Abbildung von LV.Buch
Der Titel des Buches lässt zunächst eher an ein Entdeckungsbuch für kleinere Kinder denken. Tatsächlich ist der Fakten- und Textgehalt aber so hoch, dass es sich als Vorlesebuch nur bedingt eignet. Kleinere Kinder sind wahrscheinlich von den besonderen Illustrationen begeistert, aber inhaltlich, werden die Texte erst für Kinder spannend sein, die sicher selbst lesen können und vor allem die Ausdauer haben, sich in komplexere Zusammenhänge einzuarbeiten. Die Altersempfehlung von 0-16 Jahren hat daher meiner Meinung nach eine zu frühe Einstiegsalterempfehlung.

Abbildung von LV.Buch
Obwohl den Sternbildern der umfangreichste Teil des Buches gewidmet ist, bekommt der Leser keine Hilfestellung, die Sternenkonstellationen am Himmel zu lokalisieren.
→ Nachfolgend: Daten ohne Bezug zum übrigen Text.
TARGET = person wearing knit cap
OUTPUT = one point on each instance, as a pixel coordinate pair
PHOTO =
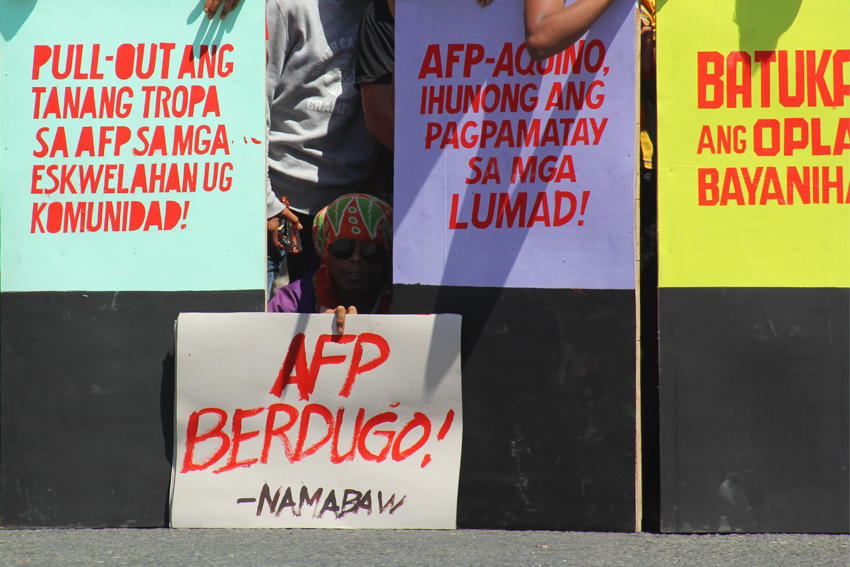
(353, 238)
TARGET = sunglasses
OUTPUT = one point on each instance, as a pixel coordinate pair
(371, 252)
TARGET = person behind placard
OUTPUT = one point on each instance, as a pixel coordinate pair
(551, 27)
(353, 238)
(375, 73)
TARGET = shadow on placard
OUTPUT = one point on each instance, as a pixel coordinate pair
(15, 13)
(457, 259)
(761, 24)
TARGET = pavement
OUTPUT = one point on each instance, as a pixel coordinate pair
(368, 548)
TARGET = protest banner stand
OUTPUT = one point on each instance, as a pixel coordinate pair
(542, 269)
(132, 190)
(754, 248)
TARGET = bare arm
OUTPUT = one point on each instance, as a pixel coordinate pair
(551, 27)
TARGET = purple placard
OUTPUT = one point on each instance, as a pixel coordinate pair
(510, 173)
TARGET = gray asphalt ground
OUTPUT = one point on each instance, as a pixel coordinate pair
(367, 548)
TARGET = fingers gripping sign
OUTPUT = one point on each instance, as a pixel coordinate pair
(340, 313)
(211, 7)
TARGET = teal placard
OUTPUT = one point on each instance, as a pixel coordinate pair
(133, 150)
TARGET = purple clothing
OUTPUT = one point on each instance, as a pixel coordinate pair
(297, 297)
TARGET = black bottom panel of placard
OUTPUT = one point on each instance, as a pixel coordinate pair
(548, 405)
(88, 402)
(755, 392)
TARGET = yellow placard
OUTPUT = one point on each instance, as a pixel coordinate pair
(754, 143)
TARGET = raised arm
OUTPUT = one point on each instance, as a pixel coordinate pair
(551, 27)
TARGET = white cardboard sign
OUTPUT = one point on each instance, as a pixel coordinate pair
(281, 423)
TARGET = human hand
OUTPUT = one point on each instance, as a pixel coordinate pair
(273, 224)
(340, 313)
(211, 7)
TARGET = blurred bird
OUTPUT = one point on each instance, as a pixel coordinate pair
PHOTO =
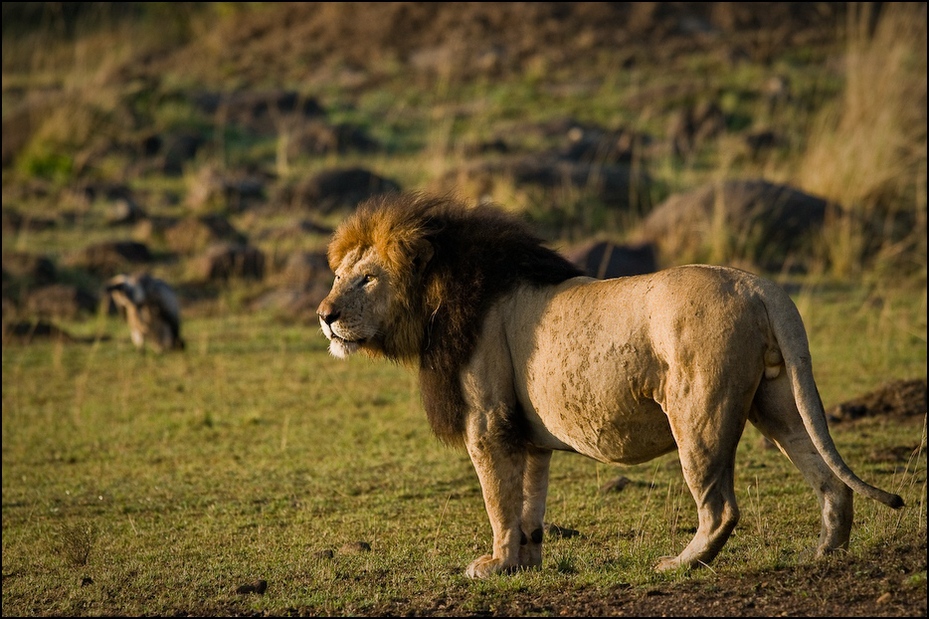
(151, 308)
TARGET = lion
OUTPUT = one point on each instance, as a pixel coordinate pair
(519, 354)
(151, 309)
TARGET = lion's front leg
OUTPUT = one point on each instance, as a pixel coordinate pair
(535, 492)
(502, 466)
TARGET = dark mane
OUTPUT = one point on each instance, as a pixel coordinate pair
(480, 254)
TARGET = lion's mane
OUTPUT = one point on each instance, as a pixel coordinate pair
(448, 263)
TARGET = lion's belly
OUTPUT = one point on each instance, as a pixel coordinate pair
(589, 380)
(606, 424)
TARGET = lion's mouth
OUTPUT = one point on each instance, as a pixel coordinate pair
(347, 342)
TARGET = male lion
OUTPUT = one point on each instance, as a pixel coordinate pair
(151, 309)
(520, 355)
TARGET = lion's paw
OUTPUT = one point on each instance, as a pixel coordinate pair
(487, 566)
(667, 564)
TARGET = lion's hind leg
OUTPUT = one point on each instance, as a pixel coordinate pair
(707, 437)
(776, 416)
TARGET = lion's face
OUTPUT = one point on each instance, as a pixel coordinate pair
(354, 314)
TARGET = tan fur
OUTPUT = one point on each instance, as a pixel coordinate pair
(620, 370)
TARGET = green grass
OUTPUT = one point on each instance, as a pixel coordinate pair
(169, 481)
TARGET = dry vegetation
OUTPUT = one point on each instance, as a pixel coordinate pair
(217, 144)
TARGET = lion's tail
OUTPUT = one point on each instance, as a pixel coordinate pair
(791, 337)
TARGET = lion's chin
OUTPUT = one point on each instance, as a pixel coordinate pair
(342, 348)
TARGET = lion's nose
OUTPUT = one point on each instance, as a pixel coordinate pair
(327, 313)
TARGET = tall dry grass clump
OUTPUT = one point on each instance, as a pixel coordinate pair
(867, 154)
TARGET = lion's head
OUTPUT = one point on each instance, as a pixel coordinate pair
(377, 255)
(414, 277)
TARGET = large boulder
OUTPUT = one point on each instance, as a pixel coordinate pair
(766, 223)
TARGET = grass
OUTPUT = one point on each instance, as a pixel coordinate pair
(169, 481)
(158, 485)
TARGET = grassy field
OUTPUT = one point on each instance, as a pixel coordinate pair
(139, 484)
(143, 484)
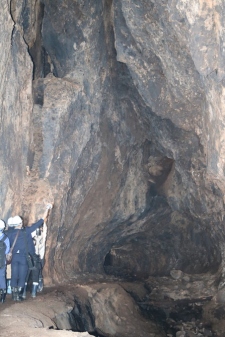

Es wird zwar jeweils angegeben, wie der hellste Stern des jeweiligen Sternbildes heißt und was er bedeutet, aber es gibt keine Übersichtskarte oder "Wegbeschreibung" von den bekannteren Konstellationen aus. So bleibt tatsächlich nur der Blick ins Buch - und demnächst mal wieder ein Gang ins Planetarium.

Wann seid ihr das letzte Mal dort gewesen oder habt mit einem Fernrohr in den Nachthimmel geschaut?